Психотерапия во всех ее видах является методом воздействия не только на психику, но и через психику на организм человека. Практическое и теоретическое медицинское значение этой проблемы нельзя переоценить, потому что теория медицины и понимание роли соотношения соматических и психических условий в развитии болезни, ее предупреждении и излечении занимает важнейшее место. К сожалению, лишь немногие ученые правильно понимают невризм Боткина-Сеченова. Смысл его заключается в том, что высшие сложнейшие образования, возникая на основе простых и низших, в свою очередь становятся их регулятором.
Совершенно ясно, что если существуют патогенное влияние психики и зависимость болезни от личности больного, то психика и личность должны учитываться в предупреждении различных и притом не только психогенных заболеваний.

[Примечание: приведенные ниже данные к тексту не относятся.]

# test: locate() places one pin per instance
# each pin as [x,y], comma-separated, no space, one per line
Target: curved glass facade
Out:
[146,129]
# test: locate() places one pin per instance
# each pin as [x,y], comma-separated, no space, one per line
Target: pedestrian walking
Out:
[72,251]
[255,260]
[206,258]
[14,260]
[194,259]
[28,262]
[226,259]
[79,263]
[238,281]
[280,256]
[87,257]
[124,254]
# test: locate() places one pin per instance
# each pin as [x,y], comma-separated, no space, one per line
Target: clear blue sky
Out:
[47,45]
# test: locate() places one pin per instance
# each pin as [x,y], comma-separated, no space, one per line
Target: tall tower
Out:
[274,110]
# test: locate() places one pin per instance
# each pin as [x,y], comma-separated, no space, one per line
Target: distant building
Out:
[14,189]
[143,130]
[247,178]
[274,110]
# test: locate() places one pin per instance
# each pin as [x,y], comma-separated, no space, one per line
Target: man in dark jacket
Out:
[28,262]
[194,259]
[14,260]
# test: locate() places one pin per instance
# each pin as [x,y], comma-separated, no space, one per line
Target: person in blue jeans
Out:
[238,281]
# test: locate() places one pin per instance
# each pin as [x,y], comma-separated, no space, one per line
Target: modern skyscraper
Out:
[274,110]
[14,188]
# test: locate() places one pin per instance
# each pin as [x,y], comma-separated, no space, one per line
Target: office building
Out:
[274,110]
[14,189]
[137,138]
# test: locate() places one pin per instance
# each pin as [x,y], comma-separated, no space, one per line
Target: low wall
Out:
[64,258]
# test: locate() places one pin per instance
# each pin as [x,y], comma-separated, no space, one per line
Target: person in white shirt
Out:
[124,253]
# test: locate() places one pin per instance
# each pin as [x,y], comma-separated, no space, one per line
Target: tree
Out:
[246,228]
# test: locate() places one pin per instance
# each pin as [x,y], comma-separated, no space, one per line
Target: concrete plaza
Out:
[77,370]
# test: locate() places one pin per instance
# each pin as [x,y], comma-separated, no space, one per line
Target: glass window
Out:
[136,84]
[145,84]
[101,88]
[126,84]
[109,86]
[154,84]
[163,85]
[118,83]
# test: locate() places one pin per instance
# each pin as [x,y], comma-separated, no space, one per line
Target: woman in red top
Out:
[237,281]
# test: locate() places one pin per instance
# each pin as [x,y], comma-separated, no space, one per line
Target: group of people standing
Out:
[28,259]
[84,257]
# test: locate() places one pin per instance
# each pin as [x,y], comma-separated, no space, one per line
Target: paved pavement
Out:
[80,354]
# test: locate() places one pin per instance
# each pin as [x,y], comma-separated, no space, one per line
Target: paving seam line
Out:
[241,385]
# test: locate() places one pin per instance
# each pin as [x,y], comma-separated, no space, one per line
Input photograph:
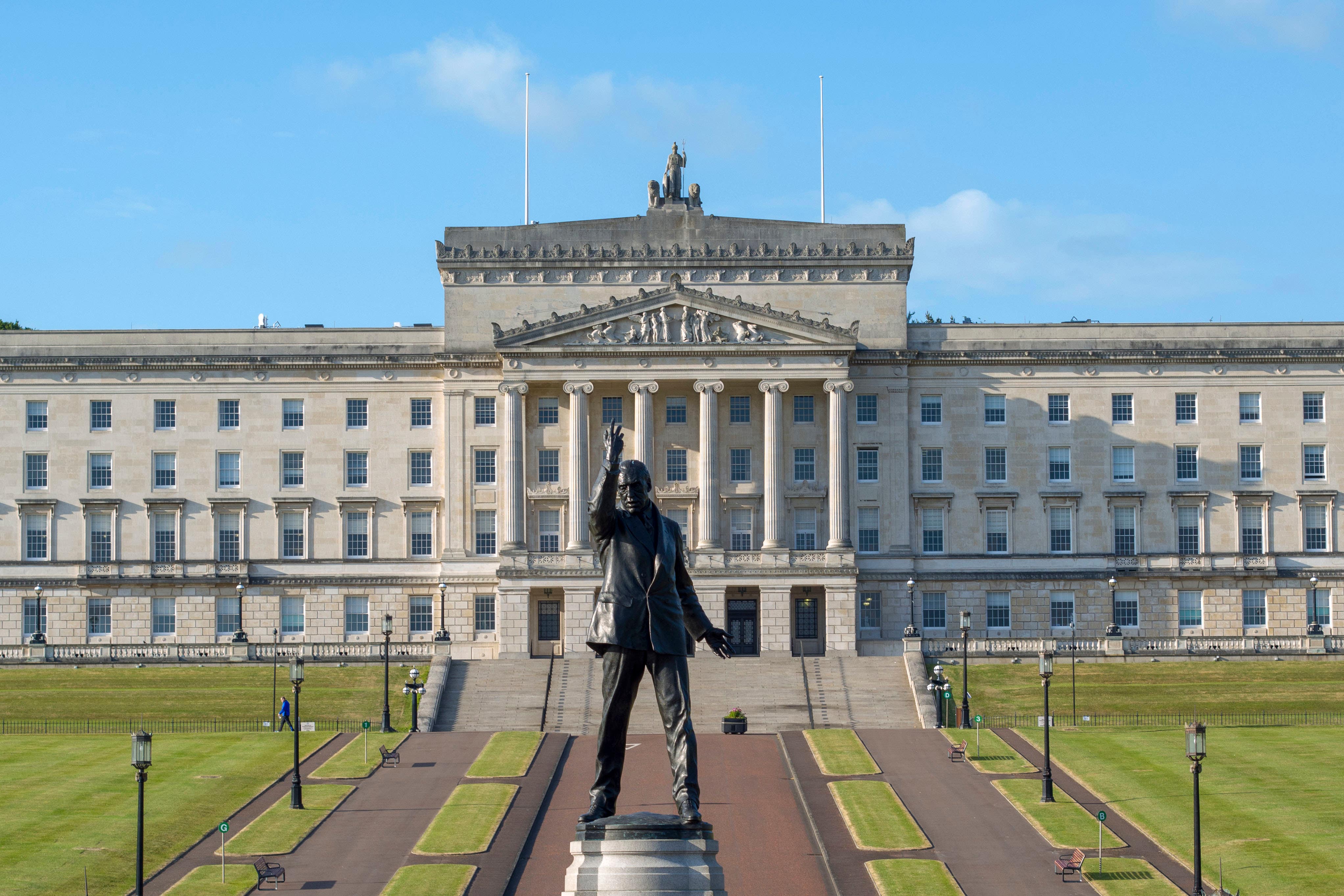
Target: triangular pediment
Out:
[675,316]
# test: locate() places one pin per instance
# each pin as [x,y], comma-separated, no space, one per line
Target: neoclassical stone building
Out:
[839,475]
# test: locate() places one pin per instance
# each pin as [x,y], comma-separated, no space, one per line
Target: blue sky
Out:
[191,166]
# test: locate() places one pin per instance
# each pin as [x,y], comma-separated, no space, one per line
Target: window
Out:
[1058,406]
[484,467]
[740,409]
[867,467]
[486,613]
[674,409]
[357,616]
[1252,462]
[1313,527]
[166,414]
[422,534]
[228,413]
[931,409]
[292,616]
[998,610]
[1190,609]
[292,414]
[1125,541]
[804,465]
[229,538]
[100,471]
[100,616]
[866,409]
[357,469]
[1313,461]
[1313,408]
[357,535]
[1250,408]
[740,465]
[1186,408]
[869,522]
[100,415]
[549,530]
[486,532]
[166,538]
[806,530]
[422,614]
[1253,530]
[996,531]
[292,535]
[164,616]
[1187,530]
[1060,465]
[1061,609]
[1123,464]
[676,465]
[996,409]
[996,465]
[932,524]
[1253,609]
[1061,530]
[292,468]
[548,412]
[804,409]
[936,609]
[931,465]
[37,417]
[422,468]
[741,531]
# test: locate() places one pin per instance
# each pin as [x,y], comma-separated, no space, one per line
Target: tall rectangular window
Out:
[100,415]
[869,520]
[422,534]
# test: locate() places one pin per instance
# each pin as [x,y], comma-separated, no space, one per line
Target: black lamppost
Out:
[1048,668]
[1195,751]
[388,653]
[140,758]
[296,786]
[414,688]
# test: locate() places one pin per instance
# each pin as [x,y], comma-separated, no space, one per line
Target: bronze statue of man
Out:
[647,617]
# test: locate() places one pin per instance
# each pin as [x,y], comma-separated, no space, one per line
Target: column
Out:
[773,471]
[580,484]
[643,448]
[512,487]
[709,508]
[838,459]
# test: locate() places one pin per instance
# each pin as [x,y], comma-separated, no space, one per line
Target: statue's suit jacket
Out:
[642,583]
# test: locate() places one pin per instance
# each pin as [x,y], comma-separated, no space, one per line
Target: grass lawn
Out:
[840,753]
[1064,823]
[468,821]
[875,816]
[70,802]
[1128,878]
[912,878]
[1269,797]
[280,828]
[350,762]
[1156,687]
[429,881]
[194,692]
[507,755]
[994,757]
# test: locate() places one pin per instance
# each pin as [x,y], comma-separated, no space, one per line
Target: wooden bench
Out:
[1066,864]
[269,871]
[390,757]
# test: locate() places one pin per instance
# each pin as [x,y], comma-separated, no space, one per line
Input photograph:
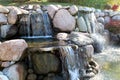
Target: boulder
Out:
[36,6]
[31,77]
[3,77]
[64,21]
[53,77]
[73,10]
[12,32]
[4,30]
[107,19]
[7,64]
[39,10]
[44,62]
[24,11]
[15,72]
[52,9]
[101,20]
[116,17]
[101,14]
[12,50]
[3,9]
[62,36]
[12,17]
[3,18]
[85,9]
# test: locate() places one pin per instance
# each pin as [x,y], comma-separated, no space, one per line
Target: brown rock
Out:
[12,50]
[3,77]
[3,9]
[62,36]
[73,10]
[6,64]
[64,21]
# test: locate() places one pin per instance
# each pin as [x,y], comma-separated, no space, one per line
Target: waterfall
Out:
[99,42]
[24,25]
[70,62]
[47,25]
[35,25]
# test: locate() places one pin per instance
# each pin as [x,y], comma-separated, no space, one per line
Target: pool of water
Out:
[109,62]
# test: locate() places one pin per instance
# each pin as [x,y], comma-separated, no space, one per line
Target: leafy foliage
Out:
[113,26]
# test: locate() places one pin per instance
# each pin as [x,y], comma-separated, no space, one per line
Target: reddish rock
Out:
[3,9]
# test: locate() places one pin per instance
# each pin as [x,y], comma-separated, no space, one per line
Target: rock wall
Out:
[20,62]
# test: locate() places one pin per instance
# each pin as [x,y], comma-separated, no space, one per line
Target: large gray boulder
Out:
[3,18]
[52,9]
[73,10]
[3,9]
[64,21]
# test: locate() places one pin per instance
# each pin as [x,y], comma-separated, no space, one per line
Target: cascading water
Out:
[35,25]
[47,25]
[70,62]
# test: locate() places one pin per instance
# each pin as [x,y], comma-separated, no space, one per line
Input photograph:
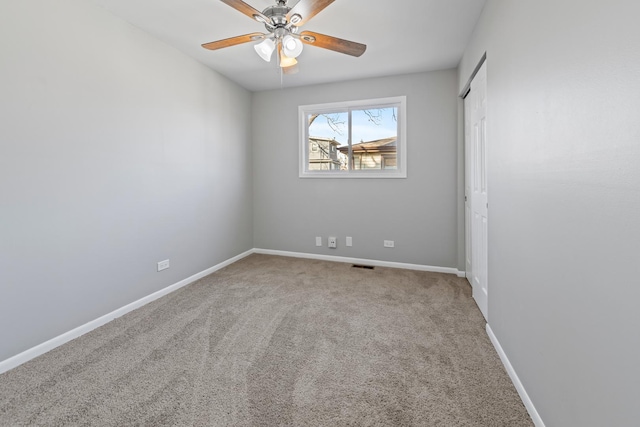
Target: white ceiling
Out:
[404,36]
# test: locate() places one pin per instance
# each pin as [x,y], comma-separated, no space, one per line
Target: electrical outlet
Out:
[163,265]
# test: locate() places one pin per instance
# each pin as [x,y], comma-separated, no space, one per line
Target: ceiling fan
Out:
[283,25]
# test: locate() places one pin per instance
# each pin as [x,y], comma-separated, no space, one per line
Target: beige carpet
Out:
[272,341]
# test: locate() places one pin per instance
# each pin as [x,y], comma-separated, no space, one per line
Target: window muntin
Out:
[359,139]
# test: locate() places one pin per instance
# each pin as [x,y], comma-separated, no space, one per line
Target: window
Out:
[358,139]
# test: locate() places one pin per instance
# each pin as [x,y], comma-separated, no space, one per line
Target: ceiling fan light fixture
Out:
[286,61]
[291,46]
[265,49]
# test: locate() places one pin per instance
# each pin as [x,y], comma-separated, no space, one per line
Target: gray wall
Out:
[564,197]
[418,213]
[116,152]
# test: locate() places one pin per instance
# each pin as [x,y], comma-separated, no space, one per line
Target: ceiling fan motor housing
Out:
[277,14]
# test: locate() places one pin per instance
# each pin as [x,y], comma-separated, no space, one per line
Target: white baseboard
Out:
[40,349]
[533,413]
[376,263]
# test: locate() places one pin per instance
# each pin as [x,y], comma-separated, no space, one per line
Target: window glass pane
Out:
[375,134]
[328,132]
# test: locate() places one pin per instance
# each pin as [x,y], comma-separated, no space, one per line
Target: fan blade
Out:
[333,43]
[234,41]
[307,9]
[252,13]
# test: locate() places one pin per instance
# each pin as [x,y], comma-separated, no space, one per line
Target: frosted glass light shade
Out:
[291,46]
[265,49]
[285,61]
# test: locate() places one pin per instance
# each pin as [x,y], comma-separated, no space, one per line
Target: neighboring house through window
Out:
[327,132]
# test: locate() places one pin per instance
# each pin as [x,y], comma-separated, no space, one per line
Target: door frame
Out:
[467,197]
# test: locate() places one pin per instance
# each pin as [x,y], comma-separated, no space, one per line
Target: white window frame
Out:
[401,144]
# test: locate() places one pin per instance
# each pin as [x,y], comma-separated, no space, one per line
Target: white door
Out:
[476,188]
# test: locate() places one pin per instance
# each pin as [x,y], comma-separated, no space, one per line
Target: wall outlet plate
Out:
[163,265]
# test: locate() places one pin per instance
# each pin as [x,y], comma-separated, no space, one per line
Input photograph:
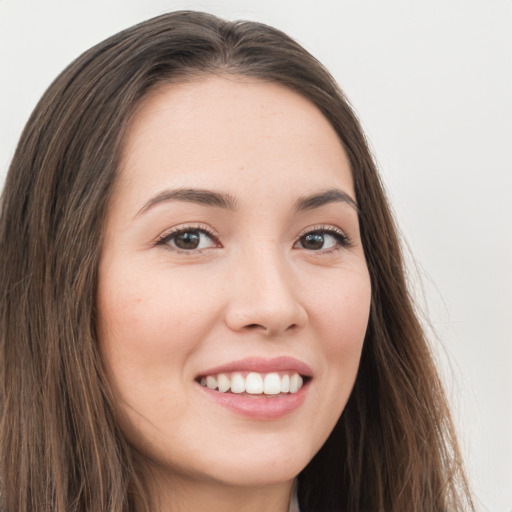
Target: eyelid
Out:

И. П. Павлов назвал гигиену медициной будущего. В нашей стране развернуты общественно-гигиенические мероприятия. Однако исследования по индивидуальной, а также по нервно-психической гигиене еще резко отстают от общественно-гигиенических. Мы должны особенно подчеркнуть, что нервно-психическая гигиена неразрывно связана с воспитанием социально-здоровой личности, что проблема силы, выносливости и уравновешенности нервной системы у человека является проблемой не только физиологической, но и психологической и социально-педагогической. Содержательное понимание этих свойств требует понимания их связи со всей системой отношений человека к его действительности.
Сила, уравновешенность и устойчивость нервной системы как выражение динамических свойств мозга является одновременно выражением содержательной системы отношений человека к жизни в их цельности. Основой нервно-психического здоровья человека является единство физического и умственного труда. Однако в этом единстве надо учитывать не только формальную и функциональную стороны, но и сознательное отношение личности к труду, к его процессу, к его результатам и участникам коллективного труда.
Нужна еще большая работа для того, чтобы деятели медицины усвоили, что в болезни организма всегда в какой-то степени (и иногда определяющей) участвует вся личность больного. Следует добиваться признания того, что для правильного и здорового развития человека и его личности должно и можно уделять более внимания развитию и укреплению самой науки о личности.